L’esito della vertenza Whirlpool, è solo una questione di ammortizzatori sociali? Nel caso, sono sufficienti i 6 mesi, 12 al massimo, di proroga “quasi” ottenuti in via straordinaria per Comunanza attingendo ai fondi per il sisma? La collocazione del sito produttivo piceno in una zona geograficamente svantaggiata e terremotata, può influire sulle scelte aziendali? Ogni dubbio sarebbe stato sciolto il 6 luglio se non fosse stato rinviato il tavolo di coordinamento nazionale al Mise, dove il fronte piceno si sarebbe presentato compatto a livello di Rsu e istituzioni. Chiedere all’azienda quale sarebbe stata la sua posizione è lecito. «I nostri piani sono a medio e lungo termine, sostenibili e basati su studi e previsioni di vendita ad ampio respiro», risponde Alessandro Magnoni, direttore comunicazione e rapporti governativi area Emea, che aggiunge: «L’azienda si augura che il Ministro convochi il tavolo nazionale prima possibile. Sarà quella la sede in cui il piano aziendale per il triennio 2019-2021 si discuterà con tutte le parti sociali coinvolte».

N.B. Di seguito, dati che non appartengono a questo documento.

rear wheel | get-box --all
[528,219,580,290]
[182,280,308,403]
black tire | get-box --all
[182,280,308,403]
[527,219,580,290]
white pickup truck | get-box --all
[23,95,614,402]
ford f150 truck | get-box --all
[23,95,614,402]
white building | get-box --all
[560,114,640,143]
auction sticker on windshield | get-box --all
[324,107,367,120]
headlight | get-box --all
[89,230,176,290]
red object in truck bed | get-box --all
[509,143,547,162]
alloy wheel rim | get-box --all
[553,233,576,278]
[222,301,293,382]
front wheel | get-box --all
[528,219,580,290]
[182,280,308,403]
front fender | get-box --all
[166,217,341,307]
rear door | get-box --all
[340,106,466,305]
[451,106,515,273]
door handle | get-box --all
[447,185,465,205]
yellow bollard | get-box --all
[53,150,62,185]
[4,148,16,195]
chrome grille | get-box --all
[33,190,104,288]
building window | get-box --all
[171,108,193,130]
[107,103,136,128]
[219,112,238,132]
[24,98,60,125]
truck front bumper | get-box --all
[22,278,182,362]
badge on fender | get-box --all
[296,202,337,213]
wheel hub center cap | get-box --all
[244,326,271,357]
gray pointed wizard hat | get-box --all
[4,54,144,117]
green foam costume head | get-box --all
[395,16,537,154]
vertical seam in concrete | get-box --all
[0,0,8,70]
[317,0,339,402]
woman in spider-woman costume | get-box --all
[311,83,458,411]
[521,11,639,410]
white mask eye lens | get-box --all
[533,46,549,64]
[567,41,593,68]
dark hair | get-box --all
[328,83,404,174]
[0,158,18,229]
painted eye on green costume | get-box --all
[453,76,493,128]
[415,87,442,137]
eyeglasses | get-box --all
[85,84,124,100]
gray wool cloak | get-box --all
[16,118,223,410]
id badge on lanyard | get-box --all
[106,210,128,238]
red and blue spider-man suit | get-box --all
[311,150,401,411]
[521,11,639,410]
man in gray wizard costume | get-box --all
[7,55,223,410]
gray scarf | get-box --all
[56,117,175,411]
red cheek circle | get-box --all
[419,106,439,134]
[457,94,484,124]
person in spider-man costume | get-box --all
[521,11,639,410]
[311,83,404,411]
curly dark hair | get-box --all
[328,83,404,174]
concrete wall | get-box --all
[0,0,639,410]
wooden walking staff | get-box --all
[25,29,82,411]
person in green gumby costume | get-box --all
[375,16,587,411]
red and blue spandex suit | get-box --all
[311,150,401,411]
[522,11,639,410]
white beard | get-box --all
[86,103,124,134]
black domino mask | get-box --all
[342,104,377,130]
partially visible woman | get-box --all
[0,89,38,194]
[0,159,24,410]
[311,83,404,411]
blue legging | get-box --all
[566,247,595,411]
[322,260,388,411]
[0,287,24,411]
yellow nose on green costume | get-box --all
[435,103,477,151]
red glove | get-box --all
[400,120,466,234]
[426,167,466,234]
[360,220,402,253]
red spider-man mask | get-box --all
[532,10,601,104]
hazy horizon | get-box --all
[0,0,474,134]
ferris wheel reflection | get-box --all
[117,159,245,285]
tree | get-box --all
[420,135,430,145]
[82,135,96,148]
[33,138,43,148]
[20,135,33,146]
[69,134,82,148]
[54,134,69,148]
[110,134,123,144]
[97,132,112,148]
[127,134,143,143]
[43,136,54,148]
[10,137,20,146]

L’interno dello stabilimento

Un commento abbottonato nel quale però le parole triennale e nazionale hanno un loro peso.
Del resto la compagine comunanzese al Mise non sarà la sola ad avanzare richieste di fronte ad un piano aziendale non condiviso dalle organizzazioni sindacali nazionali. Fiom, Fim e Uilm così scrivono in una nota diffusa dopo una settimana dal coordinamento nazionale sullo scottante argomento: Al piano 2019-2021 mancano molte risposte per essere condiviso. Non è garantito il futuro di Siena. Il trasferimento delle lavatrici da Comunanza deve realizzare la piena specializzazione dello stabilimento attraverso la creazione di un polo dell’asciugatura per il gruppo con le relative produzioni». I rappresentanti delle tre sigle precisano inoltre che devono completarsi le reindustrializzazioni dei plant di Albacina e Teverola, oggetto quest’ultimo di “nuovi interessi industriali che offrono risposte occupazionali per circa 275 lavoratori”. E vogliono garanzie sul mantenimento “degli impegni presi sia sui centri direzionali dell’area Milano – Varese e Fabriano che sulla presenza strategica della ricerca e sviluppo in Italia cosi come il piano sociale condiviso nel 2015».
I sindacalisti prendono atto dei motivi che hanno impedito all’azienda di completare il piano precedente. Essi sono imputabili ai “ritardi nell’integrazione tra Indesit e Whirlpool e ad una perdita di volumi e quote nel mercato europeo”. Ma non possono evitare di lanciare l’allarme sulle pericolose conseguenze.

Lo stabilimento di Comunanza

«Ad oggi, negli stabilimenti italiani, permane un esubero di circa 800 addetti», scrivono sottolineando che “per discutere e modificare le scelte aziendali contenute nel piano industriale serve la continuità degli ammortizzatori sociali oltre la scadenza del prossimo 31 dicembre 2018». E concludono con un appello, in linea con il management del colosso americano: «Fim, Fiom e Uilm, il coordinamento sindacale, i lavoratori della Whirlpool chiedono al Ministero dello Sviluppo Economico di definire in tempi brevi una data utile per discutere con la multinazionale un piano industriale che salvaguardi occupazione e stabilimenti in Italia”. Temi impegnativi, dai cui dipende il futuro di tante persone e che richiedono interventi urgenti e sostanziali, per un incontro spostato in data da destinarsi e senza un’apparente perché. «Si trattava di una riunione tecnica – dicono dall’ufficio stampa – non ci sono particolari motivazioni alla base del rinvio».